試しに、aeb_control.py の緊急ブレーキ条件などを変更して、TTCが0.5秒のときに緊急ブレーキが作動しないようにロジックを書き換えてみてください。
その状態で再度「ビルド実行」を行うと、Test ステージが赤くなり、パイプラインが自動的にストップします。テスト結果画面には「どのテストが何行目で期待と異なったか」が明記されるため、自動運転ロジックに潜むデグレーション(先祖返り・不具合の混入)を開発の超初期段階で防ぐことができる様子が実感できます。
7. おわりに
本記事では、自動運転開発における衝突被害軽減ブレーキ(AEB)の制御ロジックを題材とし、Docker上でJenkinsを用いた自動化パイプラインを構築する手順を解説しました。
自動化パイプラインがもたらす価値のまとめ
手動で静的解析やテストを実行するのは、開発者にとって手間な作業です。しかし、Jenkinsによるパイプラインを導入することで、コードの取得、構文チェック、制御ロジックの動作検証、さらには配布パッケージの生成までが、常に同じ品質で自動実行されるようになります。
このような継続的インテグレーション(CI)環境を整えておくことで、不具合を素早く発見し、安全性の高いソフトウェアを継続的にリリースできます。特に、安全性が何よりも重視される自動運転や車載ソフトウェアの開発現場において、CI/CDは欠かすことのできない必須の技術となっています。
次のステップ
今回はローカルPC上のDockerでJenkinsを起動し、GitHubリポジトリからソースコードを取得して手動でビルド実行する基本的な仕組みを構築しました。

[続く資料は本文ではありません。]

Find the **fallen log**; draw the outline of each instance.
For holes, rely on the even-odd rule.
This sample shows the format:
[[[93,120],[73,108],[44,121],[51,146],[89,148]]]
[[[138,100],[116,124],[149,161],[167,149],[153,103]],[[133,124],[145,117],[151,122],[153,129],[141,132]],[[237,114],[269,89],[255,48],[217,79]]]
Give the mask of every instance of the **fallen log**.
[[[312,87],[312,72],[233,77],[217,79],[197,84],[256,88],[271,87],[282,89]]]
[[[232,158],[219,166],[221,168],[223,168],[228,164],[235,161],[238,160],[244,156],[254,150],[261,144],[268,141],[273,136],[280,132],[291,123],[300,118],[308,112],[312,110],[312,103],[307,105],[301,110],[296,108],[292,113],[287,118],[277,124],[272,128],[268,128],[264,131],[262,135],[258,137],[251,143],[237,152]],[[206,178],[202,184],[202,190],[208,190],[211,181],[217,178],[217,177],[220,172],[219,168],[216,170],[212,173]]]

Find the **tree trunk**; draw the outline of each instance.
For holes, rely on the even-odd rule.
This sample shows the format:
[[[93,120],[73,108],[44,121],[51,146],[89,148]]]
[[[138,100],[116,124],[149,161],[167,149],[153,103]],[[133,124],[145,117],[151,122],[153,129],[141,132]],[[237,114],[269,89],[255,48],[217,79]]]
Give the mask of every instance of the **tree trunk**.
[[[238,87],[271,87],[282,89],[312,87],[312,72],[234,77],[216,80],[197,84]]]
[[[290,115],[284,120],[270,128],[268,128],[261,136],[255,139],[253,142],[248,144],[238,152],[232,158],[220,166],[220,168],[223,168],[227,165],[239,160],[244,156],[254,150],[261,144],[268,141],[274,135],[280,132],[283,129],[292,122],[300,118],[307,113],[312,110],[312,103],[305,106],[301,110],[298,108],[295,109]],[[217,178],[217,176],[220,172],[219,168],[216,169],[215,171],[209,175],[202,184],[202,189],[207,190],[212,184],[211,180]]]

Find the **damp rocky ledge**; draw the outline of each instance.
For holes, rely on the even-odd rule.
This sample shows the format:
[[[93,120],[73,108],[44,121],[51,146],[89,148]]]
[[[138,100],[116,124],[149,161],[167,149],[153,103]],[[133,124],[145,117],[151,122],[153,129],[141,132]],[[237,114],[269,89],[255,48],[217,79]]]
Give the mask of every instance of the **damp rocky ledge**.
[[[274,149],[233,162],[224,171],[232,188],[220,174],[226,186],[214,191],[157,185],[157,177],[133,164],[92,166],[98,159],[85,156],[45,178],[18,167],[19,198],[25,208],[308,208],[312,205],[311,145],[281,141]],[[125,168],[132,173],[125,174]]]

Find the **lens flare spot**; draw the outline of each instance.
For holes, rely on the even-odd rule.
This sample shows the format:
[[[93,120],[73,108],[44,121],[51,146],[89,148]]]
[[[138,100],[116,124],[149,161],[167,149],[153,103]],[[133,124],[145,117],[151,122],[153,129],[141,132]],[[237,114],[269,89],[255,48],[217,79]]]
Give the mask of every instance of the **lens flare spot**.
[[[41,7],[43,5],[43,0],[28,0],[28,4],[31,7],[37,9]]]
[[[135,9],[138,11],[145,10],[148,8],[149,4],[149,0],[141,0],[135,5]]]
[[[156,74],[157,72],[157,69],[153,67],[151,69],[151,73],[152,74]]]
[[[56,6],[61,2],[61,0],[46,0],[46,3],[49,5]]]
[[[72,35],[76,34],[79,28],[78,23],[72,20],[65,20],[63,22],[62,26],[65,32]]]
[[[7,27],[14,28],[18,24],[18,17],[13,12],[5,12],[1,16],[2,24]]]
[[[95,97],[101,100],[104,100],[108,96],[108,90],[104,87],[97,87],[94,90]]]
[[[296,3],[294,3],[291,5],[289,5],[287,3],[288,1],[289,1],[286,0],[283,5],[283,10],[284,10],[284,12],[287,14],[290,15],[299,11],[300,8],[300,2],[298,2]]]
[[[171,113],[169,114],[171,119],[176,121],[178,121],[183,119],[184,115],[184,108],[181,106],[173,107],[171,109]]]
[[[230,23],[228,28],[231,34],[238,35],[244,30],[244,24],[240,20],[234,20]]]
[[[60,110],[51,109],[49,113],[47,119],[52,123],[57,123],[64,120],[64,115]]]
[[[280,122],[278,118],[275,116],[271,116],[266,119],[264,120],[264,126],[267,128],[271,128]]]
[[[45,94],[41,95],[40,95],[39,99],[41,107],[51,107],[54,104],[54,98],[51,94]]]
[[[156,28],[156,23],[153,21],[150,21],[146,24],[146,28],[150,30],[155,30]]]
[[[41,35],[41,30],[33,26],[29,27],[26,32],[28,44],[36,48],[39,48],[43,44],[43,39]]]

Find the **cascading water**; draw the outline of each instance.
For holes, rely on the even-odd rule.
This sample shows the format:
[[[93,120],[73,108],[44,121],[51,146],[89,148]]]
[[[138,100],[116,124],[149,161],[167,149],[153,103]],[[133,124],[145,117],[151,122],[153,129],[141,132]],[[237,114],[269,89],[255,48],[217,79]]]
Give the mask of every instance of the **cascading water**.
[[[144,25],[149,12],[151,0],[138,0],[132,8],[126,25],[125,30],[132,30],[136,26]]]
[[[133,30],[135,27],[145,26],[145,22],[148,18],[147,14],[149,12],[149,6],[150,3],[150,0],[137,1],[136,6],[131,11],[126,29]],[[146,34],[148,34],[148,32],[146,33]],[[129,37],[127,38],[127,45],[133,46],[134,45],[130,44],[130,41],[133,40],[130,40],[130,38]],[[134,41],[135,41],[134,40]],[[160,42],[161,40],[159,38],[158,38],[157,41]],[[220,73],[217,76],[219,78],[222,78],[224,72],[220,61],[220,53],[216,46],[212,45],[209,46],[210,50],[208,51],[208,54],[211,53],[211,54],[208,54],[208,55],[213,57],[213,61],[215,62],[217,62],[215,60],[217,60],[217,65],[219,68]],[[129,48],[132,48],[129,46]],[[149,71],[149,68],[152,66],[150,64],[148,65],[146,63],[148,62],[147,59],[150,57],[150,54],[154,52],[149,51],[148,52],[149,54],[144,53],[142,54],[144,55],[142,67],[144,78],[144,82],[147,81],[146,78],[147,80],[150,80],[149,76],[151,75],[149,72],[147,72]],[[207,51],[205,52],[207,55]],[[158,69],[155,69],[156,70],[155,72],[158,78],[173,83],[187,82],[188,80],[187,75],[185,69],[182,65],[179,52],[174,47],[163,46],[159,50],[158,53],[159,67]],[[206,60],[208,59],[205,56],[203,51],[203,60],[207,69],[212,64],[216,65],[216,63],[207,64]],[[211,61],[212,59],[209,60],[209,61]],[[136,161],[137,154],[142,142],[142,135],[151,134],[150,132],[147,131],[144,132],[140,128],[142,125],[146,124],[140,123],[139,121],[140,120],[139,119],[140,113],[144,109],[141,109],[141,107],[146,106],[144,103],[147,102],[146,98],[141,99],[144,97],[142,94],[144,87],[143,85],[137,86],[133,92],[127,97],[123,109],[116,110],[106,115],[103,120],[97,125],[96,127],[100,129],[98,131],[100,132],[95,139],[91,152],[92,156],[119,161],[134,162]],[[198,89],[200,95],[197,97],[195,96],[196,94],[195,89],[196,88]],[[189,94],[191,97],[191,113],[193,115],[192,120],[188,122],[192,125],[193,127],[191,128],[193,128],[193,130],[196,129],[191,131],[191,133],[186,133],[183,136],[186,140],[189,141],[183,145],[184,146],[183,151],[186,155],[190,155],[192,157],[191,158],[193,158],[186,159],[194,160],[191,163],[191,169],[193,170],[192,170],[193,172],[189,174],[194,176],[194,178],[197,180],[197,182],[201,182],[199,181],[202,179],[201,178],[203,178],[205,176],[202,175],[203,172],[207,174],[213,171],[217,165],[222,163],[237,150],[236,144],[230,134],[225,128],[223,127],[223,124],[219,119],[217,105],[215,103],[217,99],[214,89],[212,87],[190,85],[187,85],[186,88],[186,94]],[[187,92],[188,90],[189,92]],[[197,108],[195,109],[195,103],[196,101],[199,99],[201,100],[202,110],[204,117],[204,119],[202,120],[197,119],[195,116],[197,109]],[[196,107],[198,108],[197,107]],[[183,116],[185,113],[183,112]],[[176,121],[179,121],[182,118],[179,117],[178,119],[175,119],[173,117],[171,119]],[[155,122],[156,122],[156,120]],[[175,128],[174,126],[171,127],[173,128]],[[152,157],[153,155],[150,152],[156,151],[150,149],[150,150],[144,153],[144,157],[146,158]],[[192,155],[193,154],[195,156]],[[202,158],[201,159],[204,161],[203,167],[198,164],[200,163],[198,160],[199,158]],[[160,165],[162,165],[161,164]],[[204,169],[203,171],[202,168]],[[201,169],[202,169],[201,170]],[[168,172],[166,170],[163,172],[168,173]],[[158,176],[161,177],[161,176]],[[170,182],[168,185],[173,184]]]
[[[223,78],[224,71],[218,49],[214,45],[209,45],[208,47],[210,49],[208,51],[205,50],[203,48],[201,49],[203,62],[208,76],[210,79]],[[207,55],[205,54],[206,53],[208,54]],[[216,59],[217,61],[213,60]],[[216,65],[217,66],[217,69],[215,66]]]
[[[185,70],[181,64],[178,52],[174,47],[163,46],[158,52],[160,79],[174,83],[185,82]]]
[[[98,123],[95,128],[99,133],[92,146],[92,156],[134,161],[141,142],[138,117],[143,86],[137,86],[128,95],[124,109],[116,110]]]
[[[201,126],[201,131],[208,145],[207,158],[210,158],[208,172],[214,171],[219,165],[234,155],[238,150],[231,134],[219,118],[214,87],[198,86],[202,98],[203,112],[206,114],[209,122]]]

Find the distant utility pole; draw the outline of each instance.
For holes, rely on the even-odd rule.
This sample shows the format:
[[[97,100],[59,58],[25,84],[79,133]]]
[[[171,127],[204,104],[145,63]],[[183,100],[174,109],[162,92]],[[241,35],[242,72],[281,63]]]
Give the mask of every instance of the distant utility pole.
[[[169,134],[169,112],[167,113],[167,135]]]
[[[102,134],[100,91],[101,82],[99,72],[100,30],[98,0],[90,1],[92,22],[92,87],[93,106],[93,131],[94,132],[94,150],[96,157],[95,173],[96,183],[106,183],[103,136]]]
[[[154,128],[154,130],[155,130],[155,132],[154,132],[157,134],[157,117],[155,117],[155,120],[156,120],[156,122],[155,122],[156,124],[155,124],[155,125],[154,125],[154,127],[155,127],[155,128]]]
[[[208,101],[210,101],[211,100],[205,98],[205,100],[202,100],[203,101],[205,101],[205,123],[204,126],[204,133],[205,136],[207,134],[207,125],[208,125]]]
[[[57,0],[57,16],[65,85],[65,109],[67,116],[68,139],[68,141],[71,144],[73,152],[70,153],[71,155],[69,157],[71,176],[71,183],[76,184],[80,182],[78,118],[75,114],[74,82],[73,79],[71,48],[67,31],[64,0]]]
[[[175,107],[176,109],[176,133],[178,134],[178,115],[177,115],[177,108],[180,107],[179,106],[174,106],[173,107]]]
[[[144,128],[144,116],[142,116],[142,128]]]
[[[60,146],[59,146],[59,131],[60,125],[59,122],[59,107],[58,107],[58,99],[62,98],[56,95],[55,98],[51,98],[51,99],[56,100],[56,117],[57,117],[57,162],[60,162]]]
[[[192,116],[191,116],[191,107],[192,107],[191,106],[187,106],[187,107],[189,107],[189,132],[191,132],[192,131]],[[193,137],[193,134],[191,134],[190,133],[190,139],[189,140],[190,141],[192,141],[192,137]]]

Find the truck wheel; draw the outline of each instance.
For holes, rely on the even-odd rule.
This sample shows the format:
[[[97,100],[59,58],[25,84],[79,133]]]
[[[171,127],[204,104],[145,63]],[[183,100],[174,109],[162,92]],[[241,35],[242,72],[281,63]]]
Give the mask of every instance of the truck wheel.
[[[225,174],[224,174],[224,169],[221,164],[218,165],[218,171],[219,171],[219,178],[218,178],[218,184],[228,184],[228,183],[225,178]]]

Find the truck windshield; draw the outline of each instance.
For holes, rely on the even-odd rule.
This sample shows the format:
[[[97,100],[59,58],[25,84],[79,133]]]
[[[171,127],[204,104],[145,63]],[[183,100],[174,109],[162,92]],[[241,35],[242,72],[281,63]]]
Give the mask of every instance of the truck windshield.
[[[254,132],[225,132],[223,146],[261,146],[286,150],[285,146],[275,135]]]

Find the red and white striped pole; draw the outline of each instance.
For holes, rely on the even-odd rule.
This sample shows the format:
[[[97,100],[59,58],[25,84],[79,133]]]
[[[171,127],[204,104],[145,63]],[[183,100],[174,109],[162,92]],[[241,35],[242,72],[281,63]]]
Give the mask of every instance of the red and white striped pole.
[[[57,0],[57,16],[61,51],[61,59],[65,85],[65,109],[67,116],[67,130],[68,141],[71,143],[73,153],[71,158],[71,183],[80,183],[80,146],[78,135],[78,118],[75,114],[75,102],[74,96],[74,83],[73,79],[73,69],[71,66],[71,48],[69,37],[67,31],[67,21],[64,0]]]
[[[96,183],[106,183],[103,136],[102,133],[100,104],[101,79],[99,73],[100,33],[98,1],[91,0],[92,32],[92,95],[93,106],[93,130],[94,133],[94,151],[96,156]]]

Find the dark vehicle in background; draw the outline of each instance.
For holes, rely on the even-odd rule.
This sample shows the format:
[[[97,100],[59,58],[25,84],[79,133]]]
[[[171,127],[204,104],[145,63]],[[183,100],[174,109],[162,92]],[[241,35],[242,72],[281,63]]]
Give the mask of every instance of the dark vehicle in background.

さらに実用的なCI/CD環境として、以下のステップへの挑戦をおすすめします。
-
自動ビルドトリガー(Webhook)の設定:
GitHubのWebHook機能などを活用し、リポジトリにコードがプッシュされたことを検知してJenkinsのビルドが全自動で走り出すように設定します(ローカル環境で試す場合は、ngrokなどのトンネリングツールを利用して外部からアクセス可能にするか、ローカルにGitサーバーを建てるなどの工夫が必要です)。 -
動的コンテナエージェント(Docker Agent)の利用:
現在はJenkins Controllerのコンテナ内で直接すべての処理(Lint・テスト・パッケージ化)を実行していますが、ビルドの実行ごとに別のクリーンなコンテナを動的に起動し、その中で実行させる構成(Docker Pipelineプラグイン等の活用)もあります。これにより、より安全でスケーラブルなCI環境になります。 -
ツールの拡張:
今回はPythonのシンプルなロジックを対象としましたが、C++によるROSパッケージのビルドや、より高度なシミュレータ環境の連動など、ご自身のプロジェクトに必要なツールやステージをパイプラインに追加してみてください。
最後に
Jenkinsについて初学者ながらハンズオン形式にまとめてみましたらいかがでしたでしょうか?これからCI/CDに携わる、Jenkinsを触るという方の参考になれば幸いです。